Nomad job management tool
Project description
Overview
nmgr
is a utility program for managing jobs in a Nomad cluster according to certain specific needs and preferences of mine. For a basic orientation in what it does and why it does it, see Rationale. The type of jobs it is designed to operate on can be gleaned from my homelab repository.
It started as a set of Bash convenience functions which, in time, slowly but surely threatened to evolve into an unmaintainable monstrosity. This Python rewrite, consequently, represents a more or less desperate attempt to tame the beast before it would be too late—or perhaps more accurately, a way of trading one set of complexities for another that nevertheless feels a bit more structured and robustly extensible. In any case, it's fun sometimes to seek out a dubious break from the purity of UNIX pipes to get tangled up in some overengineered OOP for a bit instead. Misery needs variety if it is to be enjoyable.
Installation
nmgr
is packaged on PyPi and can be installed using, for example, pipx
:
pipx install nmgr
Usage
usage: nmgr [options] [action] [target]
Nomad job manager
positional arguments:
action up, down, find, list, image, logs, exec, reconcile
target infra, services, all, a custom filter, a specific job name, or a string (for "find")
options:
-h, --help show this help message and exit
-c, --config CONFIG path to config file (default: /home/<user>/.config/nmgr/config.toml)
-n, --dry-run dry-run mode
-d, --detach start jobs in detached mode
-p, --purge purge jobs when stopping
-v, --verbose verbose output
--completion install autocompletion for Bash and exit
--version show program's version number and exit
Rationale
Consider the following use-cases:
-
You're using something like Renovate to manage updates to container image versions. Now one fine day, a whole bunch of these comes in as a PR, so you merge, pull locally—and then what? Do you manually hunt down all the jobs needing to be updated and restart them one by one? Well, now you can do this instead:
nmgr reconcile all
Or, if you still would like to preserve some manual control:
nmgr reconcile my-specific-job
Also, just for fun, you might first want to compare a job's currently running images against those in its specification:
$ nmgr image forgejo Live images: forgejo = "codeberg.org/forgejo/forgejo:9.0.3-rootless" valkey = "docker.io/valkey/valkey:7.2-alpine" Spec images: forgejo = "codeberg.org/forgejo/forgejo:10.0.0-rootless" valkey = "docker.io/valkey/valkey:8.0-alpine"
-
You're about to perform a server upgrade that requires a restart. Instead of manually coddling every one of those 50+ running jobs first, it sure would be handy to be able to do this:
nmgr down all sudo apt update && sudo apt upgrade sudo reboot now [...] nmgr up all
-
Nextcloud's PHP spaghetti has decided to crap the bed, and you have no choice but to start tailing the logs. "What's the syntax again?

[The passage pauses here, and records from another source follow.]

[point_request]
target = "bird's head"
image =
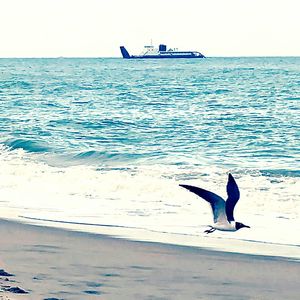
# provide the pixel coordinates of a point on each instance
(239, 225)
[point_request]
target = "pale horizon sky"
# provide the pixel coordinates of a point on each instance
(96, 28)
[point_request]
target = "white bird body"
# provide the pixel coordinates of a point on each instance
(222, 211)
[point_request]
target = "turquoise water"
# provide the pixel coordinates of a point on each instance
(143, 127)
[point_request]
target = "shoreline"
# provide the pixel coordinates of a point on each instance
(61, 264)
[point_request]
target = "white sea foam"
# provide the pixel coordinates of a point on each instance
(146, 202)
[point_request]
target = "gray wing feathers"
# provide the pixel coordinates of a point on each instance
(216, 202)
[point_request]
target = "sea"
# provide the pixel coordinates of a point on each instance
(101, 145)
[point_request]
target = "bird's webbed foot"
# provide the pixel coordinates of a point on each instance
(210, 230)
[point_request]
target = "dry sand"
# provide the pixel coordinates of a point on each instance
(53, 263)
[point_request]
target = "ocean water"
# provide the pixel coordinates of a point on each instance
(102, 145)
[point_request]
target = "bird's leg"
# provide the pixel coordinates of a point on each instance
(210, 230)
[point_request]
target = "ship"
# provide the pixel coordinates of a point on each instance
(161, 52)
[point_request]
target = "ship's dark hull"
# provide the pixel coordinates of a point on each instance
(164, 56)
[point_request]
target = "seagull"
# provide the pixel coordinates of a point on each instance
(222, 211)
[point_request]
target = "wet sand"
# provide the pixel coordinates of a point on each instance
(51, 263)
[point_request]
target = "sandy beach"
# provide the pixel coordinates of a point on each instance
(51, 263)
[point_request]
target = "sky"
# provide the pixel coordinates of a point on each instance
(96, 28)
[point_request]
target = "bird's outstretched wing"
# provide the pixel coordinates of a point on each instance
(216, 202)
(233, 197)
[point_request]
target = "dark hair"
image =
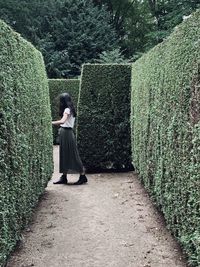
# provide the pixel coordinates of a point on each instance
(66, 102)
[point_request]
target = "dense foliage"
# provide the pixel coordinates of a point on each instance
(103, 129)
(140, 25)
(25, 135)
(68, 33)
(57, 87)
(72, 32)
(165, 123)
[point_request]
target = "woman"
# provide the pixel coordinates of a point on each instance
(69, 157)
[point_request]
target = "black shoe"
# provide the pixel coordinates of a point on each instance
(82, 180)
(62, 180)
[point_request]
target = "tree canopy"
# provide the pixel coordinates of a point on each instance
(72, 32)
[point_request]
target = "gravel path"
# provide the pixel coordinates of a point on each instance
(109, 222)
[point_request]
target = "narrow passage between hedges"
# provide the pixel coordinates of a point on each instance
(108, 222)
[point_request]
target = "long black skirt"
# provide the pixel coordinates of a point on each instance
(70, 161)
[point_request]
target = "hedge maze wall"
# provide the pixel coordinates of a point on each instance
(57, 87)
(103, 128)
(165, 123)
(25, 135)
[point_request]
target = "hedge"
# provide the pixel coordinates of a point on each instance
(57, 87)
(165, 130)
(26, 162)
(103, 128)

nomad logs -f -job nextcloud
? Wait, no, that errors out. Oh, that's right: I have to specify a 'task' to get the logs from. But what did I name the Nextcloud job tasks? I better check the job specification..." No! Stop right there.$ nmgr logs nextcloud Tasks for job nextcloud: 1. server 2. cron 3. redis 4. push 5. collabora Select a task (number):
And off you go.
-
You find yourself wanting to break all the rules of application containers by looking to shell in and execute some command. Now what was it,
nomad alloc exec -job immich
? Apparently not:Please specify the task
. Ah, right:nomad alloc -job immich -task server
. What the hell?Please specify the task
again? Perhaps-task
has to precede-job
? At this point you might feel like giving up. But fear not!$ nmgr exec immich Tasks for job immich: 1. server 2. machine-learning 3. redis Select a task (number): 1 Command to execute in server: ls bin get-cpus.sh package-lock.json resources upload dist node_modules package.json start.sh
-
At random parts of the day, your heart will sink when you suddenly remember you probably still have some jobs running with a
latest
image tag. After some time, you have had enough of these crises of conscience, so you roll up your sleeves,ssh
into the server, and–what's that? You were going to go look for all those image specifications manually? Don't be silly:nmgr find :latest
-
You're about to upgrade or otherwise mess with, say, a NAS on which a host of currently running jobs depend. Do you now wade through each and every job specification to remind yourself which jobs you would need to stop before making your changes? Instead, you could do this:
nmgr down nas
And then, after you're done messing with the NAS:
nmgr up nas
You could do the same thing for jobs that depend on e.g. a database job (
nmgr {up,down} db
), a JuiceFS mount (nmgr {up,down} jfs
), and so forth.
-
Before blindly tearing down a bunch of jobs as in the example above, you would like to know exactly which jobs are going to be impacted. Hence, nervous Nellie that you are, you run:
nmgr list nas
Or, if you could muster up just a bit more courage, you might perform a dry-run:
nmgr -n down nas
NOTE: Some of these examples make use of custom target filters (nas
, jfs
, db
). These can be defined in the configuration file that will be generated on first run.